Quer isto dizer, simplesmente, que o Nuno tem toda a razão. E o João também. Falam é de conceitos distantes, que pouco mais partilham do que o nome.
O João não gosta de utopias e investe o seu pensamento na optimização de um processo que, através de arranjos cumulativos, democratize ao máximo a nossa vida social, económica e cívica. O Nuno tem por certo que «o caminho dessa alternativa passa mais pela construção de uma ideia da possibilidade de uma ruptura global do que de um conjunto de pequenas reformas ou “utopias possíveis”.» Um detecta «piadolas» onde o outro encontra um roteiro para viajar entre o «imaginável e o inimaginável».
Sem resposta fica o que me parece o mais premente ponto do Nuno: a urgência de evitar uma catástrofe ambiental que, aparentemente, não vai esperar pelos resultados de tantos esforços e arranjos. Infelizmente, também não se vislumbra gérmen capaz de originar a salvífica revolução que vai redimir a vida e poupar o mundo.
Mas talvez seja apenas depois desse cataclismo que poderemos por fim ver o que está para lá do horizonte de acontecimentos que agora nos cerceia a imaginação.

14 comentários:

pjv disse...

luis
lindíssima análise! adorei

Niet disse...

Luís Rainha: Cuidado ao entregar-se de olhos fechados à mitologia redentora do Estado.

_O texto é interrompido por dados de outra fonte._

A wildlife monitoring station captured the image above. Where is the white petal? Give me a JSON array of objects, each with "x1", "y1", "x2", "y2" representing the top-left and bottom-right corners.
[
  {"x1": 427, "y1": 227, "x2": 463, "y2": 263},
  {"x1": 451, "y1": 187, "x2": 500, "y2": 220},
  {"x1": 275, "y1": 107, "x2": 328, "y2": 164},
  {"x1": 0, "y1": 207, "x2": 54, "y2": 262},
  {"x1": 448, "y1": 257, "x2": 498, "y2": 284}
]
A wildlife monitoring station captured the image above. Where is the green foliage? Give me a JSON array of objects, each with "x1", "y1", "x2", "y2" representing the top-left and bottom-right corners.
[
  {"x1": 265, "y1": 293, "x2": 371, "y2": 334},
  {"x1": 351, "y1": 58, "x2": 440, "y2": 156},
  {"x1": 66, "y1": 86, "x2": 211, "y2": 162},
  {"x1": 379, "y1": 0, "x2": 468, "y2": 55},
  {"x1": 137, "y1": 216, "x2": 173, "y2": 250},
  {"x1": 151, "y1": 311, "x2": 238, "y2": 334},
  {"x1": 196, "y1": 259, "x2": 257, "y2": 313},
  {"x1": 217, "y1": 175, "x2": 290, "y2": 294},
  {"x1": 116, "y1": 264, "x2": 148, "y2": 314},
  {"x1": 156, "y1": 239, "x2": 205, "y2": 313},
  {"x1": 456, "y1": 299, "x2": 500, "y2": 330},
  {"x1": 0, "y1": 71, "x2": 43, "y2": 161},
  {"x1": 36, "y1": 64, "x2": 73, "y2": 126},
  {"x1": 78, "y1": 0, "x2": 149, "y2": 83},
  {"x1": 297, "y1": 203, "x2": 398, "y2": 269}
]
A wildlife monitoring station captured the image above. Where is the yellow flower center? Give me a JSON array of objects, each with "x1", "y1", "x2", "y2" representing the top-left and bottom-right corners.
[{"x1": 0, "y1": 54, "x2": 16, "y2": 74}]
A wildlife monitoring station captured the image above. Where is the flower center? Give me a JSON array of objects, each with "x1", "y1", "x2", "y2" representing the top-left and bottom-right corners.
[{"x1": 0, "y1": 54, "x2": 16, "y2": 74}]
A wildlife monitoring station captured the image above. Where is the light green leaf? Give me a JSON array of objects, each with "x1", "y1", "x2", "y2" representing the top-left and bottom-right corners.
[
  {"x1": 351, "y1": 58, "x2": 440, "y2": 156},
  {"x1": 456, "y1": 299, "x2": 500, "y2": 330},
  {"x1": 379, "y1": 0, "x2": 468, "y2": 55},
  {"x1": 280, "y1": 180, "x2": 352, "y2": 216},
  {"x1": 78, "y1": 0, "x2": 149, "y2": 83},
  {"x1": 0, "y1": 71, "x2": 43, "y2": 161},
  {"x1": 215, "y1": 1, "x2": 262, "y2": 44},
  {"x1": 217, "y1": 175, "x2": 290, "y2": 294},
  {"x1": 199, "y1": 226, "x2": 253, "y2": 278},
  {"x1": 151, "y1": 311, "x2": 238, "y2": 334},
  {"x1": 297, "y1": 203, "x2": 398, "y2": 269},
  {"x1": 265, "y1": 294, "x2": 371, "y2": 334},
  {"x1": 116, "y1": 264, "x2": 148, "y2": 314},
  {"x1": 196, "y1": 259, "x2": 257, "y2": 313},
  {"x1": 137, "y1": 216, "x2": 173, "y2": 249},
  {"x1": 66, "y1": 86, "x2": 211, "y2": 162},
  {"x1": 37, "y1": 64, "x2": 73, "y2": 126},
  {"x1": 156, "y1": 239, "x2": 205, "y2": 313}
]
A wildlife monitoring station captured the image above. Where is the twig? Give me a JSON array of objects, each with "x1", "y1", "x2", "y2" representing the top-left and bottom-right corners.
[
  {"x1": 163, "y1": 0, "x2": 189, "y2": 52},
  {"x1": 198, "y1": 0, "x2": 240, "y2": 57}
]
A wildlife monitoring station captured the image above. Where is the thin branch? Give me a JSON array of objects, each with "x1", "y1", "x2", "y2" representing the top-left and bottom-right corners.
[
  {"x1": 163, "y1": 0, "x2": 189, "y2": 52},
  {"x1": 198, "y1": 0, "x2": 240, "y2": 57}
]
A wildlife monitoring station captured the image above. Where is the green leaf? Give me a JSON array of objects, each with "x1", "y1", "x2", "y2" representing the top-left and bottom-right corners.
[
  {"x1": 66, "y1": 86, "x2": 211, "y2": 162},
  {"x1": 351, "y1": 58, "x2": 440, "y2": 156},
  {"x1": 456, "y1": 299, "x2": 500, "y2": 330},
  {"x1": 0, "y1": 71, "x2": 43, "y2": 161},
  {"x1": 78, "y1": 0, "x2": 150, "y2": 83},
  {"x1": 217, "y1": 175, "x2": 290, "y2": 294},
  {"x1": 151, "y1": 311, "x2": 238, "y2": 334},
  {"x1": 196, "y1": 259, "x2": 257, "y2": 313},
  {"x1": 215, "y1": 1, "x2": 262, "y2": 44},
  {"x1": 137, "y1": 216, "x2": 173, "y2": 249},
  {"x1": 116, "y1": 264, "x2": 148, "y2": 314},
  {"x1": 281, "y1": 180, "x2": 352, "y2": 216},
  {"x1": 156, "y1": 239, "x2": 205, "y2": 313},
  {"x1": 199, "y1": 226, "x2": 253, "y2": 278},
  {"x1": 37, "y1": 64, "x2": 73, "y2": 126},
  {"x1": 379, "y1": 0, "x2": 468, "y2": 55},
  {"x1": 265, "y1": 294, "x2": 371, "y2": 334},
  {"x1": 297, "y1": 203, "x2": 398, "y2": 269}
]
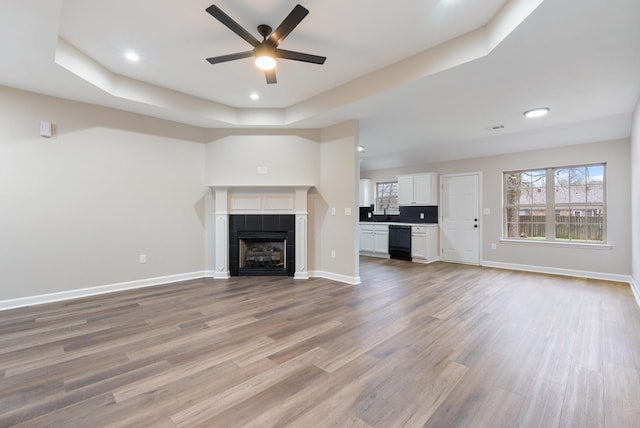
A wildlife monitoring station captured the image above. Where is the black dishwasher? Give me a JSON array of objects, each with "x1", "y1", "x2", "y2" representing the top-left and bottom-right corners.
[{"x1": 389, "y1": 224, "x2": 411, "y2": 262}]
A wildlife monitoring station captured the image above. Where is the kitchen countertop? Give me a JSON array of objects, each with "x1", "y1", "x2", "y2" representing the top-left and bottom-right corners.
[{"x1": 360, "y1": 221, "x2": 438, "y2": 227}]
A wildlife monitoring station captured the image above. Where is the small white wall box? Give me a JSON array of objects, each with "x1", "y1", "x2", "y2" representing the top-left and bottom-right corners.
[{"x1": 40, "y1": 120, "x2": 51, "y2": 138}]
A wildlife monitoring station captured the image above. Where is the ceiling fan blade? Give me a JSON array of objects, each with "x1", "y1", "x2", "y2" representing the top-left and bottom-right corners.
[
  {"x1": 207, "y1": 51, "x2": 253, "y2": 64},
  {"x1": 264, "y1": 68, "x2": 278, "y2": 84},
  {"x1": 269, "y1": 4, "x2": 309, "y2": 47},
  {"x1": 206, "y1": 4, "x2": 260, "y2": 48},
  {"x1": 276, "y1": 49, "x2": 327, "y2": 64}
]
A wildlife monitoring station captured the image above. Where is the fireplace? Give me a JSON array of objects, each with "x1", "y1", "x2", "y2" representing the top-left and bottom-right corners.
[
  {"x1": 229, "y1": 214, "x2": 295, "y2": 276},
  {"x1": 238, "y1": 232, "x2": 287, "y2": 275}
]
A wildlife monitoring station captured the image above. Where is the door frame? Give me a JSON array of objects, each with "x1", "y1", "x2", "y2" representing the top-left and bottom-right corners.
[{"x1": 438, "y1": 171, "x2": 484, "y2": 266}]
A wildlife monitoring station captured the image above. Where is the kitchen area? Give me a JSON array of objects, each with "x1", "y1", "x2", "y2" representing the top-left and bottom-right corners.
[{"x1": 359, "y1": 172, "x2": 439, "y2": 263}]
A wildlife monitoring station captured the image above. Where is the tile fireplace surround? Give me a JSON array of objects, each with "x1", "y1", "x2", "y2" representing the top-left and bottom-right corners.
[{"x1": 209, "y1": 185, "x2": 312, "y2": 279}]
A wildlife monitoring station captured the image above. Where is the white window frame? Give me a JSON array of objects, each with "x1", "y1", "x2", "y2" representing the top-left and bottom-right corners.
[
  {"x1": 501, "y1": 163, "x2": 610, "y2": 244},
  {"x1": 375, "y1": 181, "x2": 399, "y2": 212}
]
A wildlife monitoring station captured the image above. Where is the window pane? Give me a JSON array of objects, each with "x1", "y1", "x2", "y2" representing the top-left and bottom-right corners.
[
  {"x1": 503, "y1": 164, "x2": 606, "y2": 242},
  {"x1": 376, "y1": 181, "x2": 398, "y2": 211}
]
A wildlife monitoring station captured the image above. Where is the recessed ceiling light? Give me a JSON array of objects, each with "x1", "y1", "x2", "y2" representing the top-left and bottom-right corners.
[
  {"x1": 523, "y1": 107, "x2": 550, "y2": 118},
  {"x1": 124, "y1": 51, "x2": 140, "y2": 61}
]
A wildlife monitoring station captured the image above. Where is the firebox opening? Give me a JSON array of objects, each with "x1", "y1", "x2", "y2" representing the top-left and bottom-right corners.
[{"x1": 238, "y1": 232, "x2": 287, "y2": 275}]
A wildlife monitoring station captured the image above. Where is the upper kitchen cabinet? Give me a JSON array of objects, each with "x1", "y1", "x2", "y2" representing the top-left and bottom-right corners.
[
  {"x1": 358, "y1": 178, "x2": 374, "y2": 207},
  {"x1": 398, "y1": 172, "x2": 438, "y2": 205}
]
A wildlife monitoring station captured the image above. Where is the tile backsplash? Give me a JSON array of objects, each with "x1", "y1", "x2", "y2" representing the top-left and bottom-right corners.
[{"x1": 360, "y1": 205, "x2": 438, "y2": 223}]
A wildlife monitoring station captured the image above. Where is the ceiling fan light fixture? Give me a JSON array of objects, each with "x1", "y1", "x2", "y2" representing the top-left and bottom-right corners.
[
  {"x1": 523, "y1": 107, "x2": 550, "y2": 119},
  {"x1": 256, "y1": 55, "x2": 276, "y2": 70}
]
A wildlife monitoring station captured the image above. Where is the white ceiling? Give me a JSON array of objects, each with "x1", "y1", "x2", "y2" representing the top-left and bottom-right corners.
[{"x1": 0, "y1": 0, "x2": 640, "y2": 170}]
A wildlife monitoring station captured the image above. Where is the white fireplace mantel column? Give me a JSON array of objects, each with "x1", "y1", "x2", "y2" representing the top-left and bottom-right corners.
[
  {"x1": 209, "y1": 185, "x2": 313, "y2": 279},
  {"x1": 213, "y1": 187, "x2": 230, "y2": 279},
  {"x1": 293, "y1": 187, "x2": 309, "y2": 279}
]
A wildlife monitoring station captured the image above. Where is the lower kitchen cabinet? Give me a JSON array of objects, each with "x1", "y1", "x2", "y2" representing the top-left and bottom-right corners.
[
  {"x1": 411, "y1": 226, "x2": 438, "y2": 263},
  {"x1": 360, "y1": 224, "x2": 389, "y2": 257}
]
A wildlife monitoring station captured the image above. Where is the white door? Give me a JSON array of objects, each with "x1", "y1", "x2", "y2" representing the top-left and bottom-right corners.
[{"x1": 440, "y1": 174, "x2": 480, "y2": 265}]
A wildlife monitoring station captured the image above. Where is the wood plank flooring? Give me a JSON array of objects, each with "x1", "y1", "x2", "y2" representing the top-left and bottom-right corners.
[{"x1": 0, "y1": 257, "x2": 640, "y2": 428}]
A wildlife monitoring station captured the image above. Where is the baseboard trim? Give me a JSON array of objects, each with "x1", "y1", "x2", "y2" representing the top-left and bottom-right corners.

Como frisa Bakounine, " todo o Estado, mesmo o mais republicano e o mais democrático, mesmo o pseudo-popular imaginado por Marx, ,não é outra coisa, na sua essência, que o governo das massas populares de alto a baixo por uma minoria " savante " e por isso mesmo privilegiada, isto é, iludindo tentar compreender melhor os verdadeiros interesses do povo que o próprio povo ". De qualquer maneira, o texto é magnífico por ir polarizar o estado das opiniões da Blogosfera. Eu já lá coloquei o meu texto de campanha, como é evidente. trabalhando duas ou três belas ideias de Pannkoek, tão simplesmente. Bom vento ! Niet

Luis Rainha disse...

Por mim, até poderia concordar com a visão leninista do Estado como ferramenta de domínio na luta de classes. Não consigo imaginar muitas coisas boas a brotar e tal fonte, por muito que a "afinemos".

Niet disse...

L. Rainha: Lénine só foi " anarquista ", conforme indica Voline, até até 7/8 de Julho 1918. Depois deu início a um estonteante processo de controlo/repressão/perseguição e censura contra todos os que não " obedeciam " à estratégia do Partido Bolchevique, lançando assim as bases para o surgimento a prazo de Estaline e do seu Terrorismo de Estado.E Trotski judou também na repressão desarmando todos os Sovietes constituídos, um mês depois, a 11/12 Agosto. E não se esqueça que " até à Revolução de Outubro, e mesmo depois por um certo espaço de tempo,só os anarquistas se intitulavam comunistas e eram claramente anti-estatistas, conforme assegura Victor Serge. Niet

nuno serra disse...

Luís Rainha,
Julgo entender o paralelismo que procura estabelecer entre o que o João e o Nuno defendem, tornando claros os aspectos da divergência de respostas e programas a um ponto de partida comum. Sucede que há uma grande diferença, que esboroa esse paralelismo: no caso do Nuno eu não consigo vislumbrar o que se pretende no pós-ruptura global (e suponho que seja de esperar uma resposta a essa questão para que a proposta possa ser convincente). No caso do João, a trajectória de robustecimento da acção colectiva, através de arranjos cumulativos nos modos de organização democrática da economia e da sociedade tem uma sustentabilidade e consistência incomensuravelmente mais convincente. Ou não?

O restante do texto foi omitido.